Extravagance is Stone’s specialty, but since the mid-90s, there’s been another dimension to his films that has alternatively served him well and destroyed his expressionistic cache.  It’s a sort of cartoonish excess, the other side of a tenuous tonal line that, until Natural Born Killers, he never really crossed, although he was clearly aching to.  He treated his last great film, Nixon, with his usual restrained solemnity, but his next film, U-Turn (1997), displays a grostesque lampoonery – a black, black circus of slapdash behavior, disgusting in its excess.  His camera, never a stranger to vertigo, reels off the reels, and his storytelling collapses in a viscous overabundance of phlegm.  A phase of Stone’s development as a filmmaker is over, and despite abominably tone-deaf attempts like Alexander (2004) and World Trade Center (2006), he never returns to the austerity that used to work well for him.

But Any Given Sunday (1999), silliness aside, is full of enthusiasm, a certain mindless joy of filmmaking that seems somehow beneath Stone but will serve in grandeur’s absence.  His strongest traits are on full parade: dizzying camerawork, staccato sound editing, red-blooded characters steaming into battle.  All pretense of sobriety is gone.  Back in the late 70s and early 80s, when Stone was writing films like Midnight Express (1978) and Conan the Barbarian (1982), he was a cocain addict; he claims he gave it up during the writing of Scarface (1983), after which he disappeared for three years before emerging in 1986 with two films – Salvador and Platoon – of great sincerity and structural looseness.  I’m not sure it’s at all unreasonable to suggest that now, after once again casting aside the druggy glut that characterized his work in the 90s, he’s gotten back to something closer to himself: stylish films of well-meaning simplicity, hinting at greatness.

And more or less, that’s what he has made of W. With screenwriting credit carefully attributed to Stanley Weiser (who places probably too much emphasis on Bush’s daddy issues), Stone positions himself as the film’s sculptor of sound and image, not its author.  It’s an unusual credit sequence, akin to Elton John putting Bernie Taupin’s name before his own, and serves to distance Stone from W.‘s content.  He gets to paint Bush instead, to color him with a mixture of Josh Brolin’s characterization and visual aplomb – endlessly stuffing his face, skulking Nixon-like through rooms, kicking his feet up, all captured with a camera that embraces Brolin’s performance with an exaggerated warmth, a wool blanket a touch too heavy for the weather.  The effect is light comedy, just shy of affection.  Criticized in the past for humanizing Nixon, Stone seems content to view Bush as a self-caricature, a sincere man whose essential fecklessness shouldn’t be taken too seriously.  But his actions do have consequences, and Stone ultimately excoriates him as oblivious, his camera crawling close into Brolin’s eyes as they peer out at a world far too big and ambiguous for him.

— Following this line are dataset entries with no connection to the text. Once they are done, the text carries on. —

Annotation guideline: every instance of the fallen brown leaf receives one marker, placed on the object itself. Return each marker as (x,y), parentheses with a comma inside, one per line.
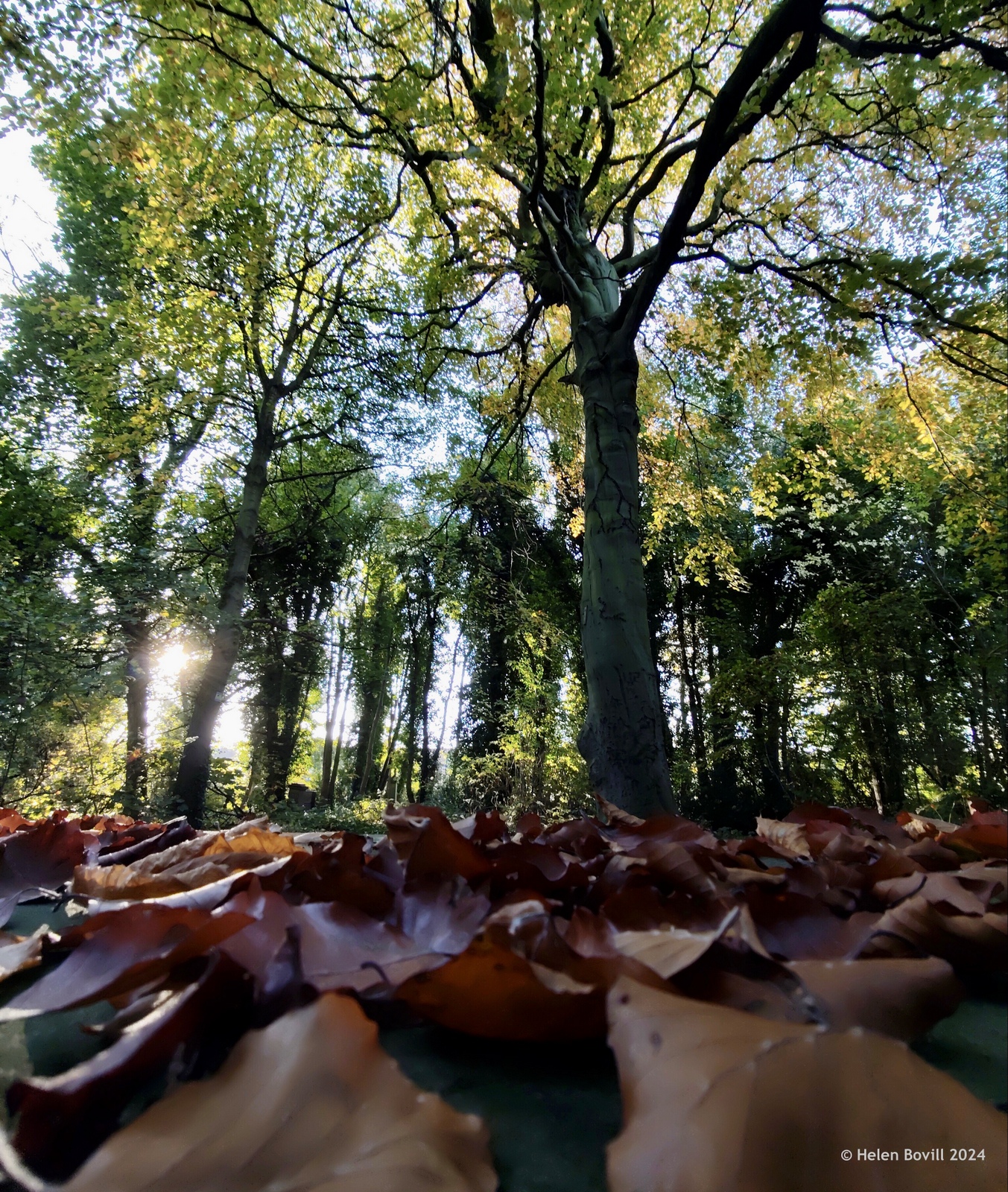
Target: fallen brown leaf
(121,951)
(787,836)
(310,1104)
(720,1100)
(902,998)
(492,992)
(18,953)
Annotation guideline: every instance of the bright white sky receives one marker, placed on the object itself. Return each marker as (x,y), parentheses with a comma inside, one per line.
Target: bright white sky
(28,224)
(28,212)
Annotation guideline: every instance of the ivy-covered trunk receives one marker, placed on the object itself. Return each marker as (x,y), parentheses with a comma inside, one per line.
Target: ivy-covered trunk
(188,794)
(622,739)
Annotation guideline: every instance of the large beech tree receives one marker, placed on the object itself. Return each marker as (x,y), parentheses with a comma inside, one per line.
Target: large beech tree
(580,155)
(571,168)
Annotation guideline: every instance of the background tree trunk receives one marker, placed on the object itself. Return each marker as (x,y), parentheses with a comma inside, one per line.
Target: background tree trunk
(188,793)
(137,687)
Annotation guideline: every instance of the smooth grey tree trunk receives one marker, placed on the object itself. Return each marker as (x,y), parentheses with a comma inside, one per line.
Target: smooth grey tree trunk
(624,736)
(133,794)
(188,793)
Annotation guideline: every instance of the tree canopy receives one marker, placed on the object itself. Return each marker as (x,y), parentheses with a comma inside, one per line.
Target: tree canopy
(505,403)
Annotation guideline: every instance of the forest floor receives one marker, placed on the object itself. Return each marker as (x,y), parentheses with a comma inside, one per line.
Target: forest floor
(551,1106)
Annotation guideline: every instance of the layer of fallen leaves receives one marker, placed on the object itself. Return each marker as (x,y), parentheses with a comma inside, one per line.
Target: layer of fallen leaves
(815,930)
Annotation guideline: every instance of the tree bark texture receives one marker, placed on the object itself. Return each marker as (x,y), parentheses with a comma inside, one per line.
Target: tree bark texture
(622,739)
(133,796)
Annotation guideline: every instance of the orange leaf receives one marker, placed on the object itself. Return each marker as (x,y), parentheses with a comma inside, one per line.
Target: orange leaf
(720,1100)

Still, it’s hard not to see the parallels between Bush and Stone: men who live by their gut before their brains, gorging compulsively and expressing with relish – not to mention endowed with names of such perfectly earthy simplicity – and I think Stone, in spite of himself, feels a certain brotherly compassion for Bush.  The world has grown increasingly unforgiving of Bush, embittered over his staunch neglect of human rights and international cooperation, and Stone’s sad-clownish portrait smacks of an apology more than anything else.  Bush, he suggests, really was misunderstood, misunderestimated; he might has made a good leader if he weren’t so understandably fettered with the need to be appreciated.  I don’t know if this is the right instinct on Stone’s part.  In a sense it’s beside the point, because Stone gets to play with his camera for two hours at Bush’s expense, and the chuckles along the way are almost nostalgic for us.  There was a time when Bush’s incompetence provided so much fun, as well as a convenient target for our anger.  He was a great cosmic joke, but for all our incredulity that the joke existed and bore long-lasting ramifications that Obama will now have to undo before he can get around to governing, the irony was worth laughing over.  How else to live with it?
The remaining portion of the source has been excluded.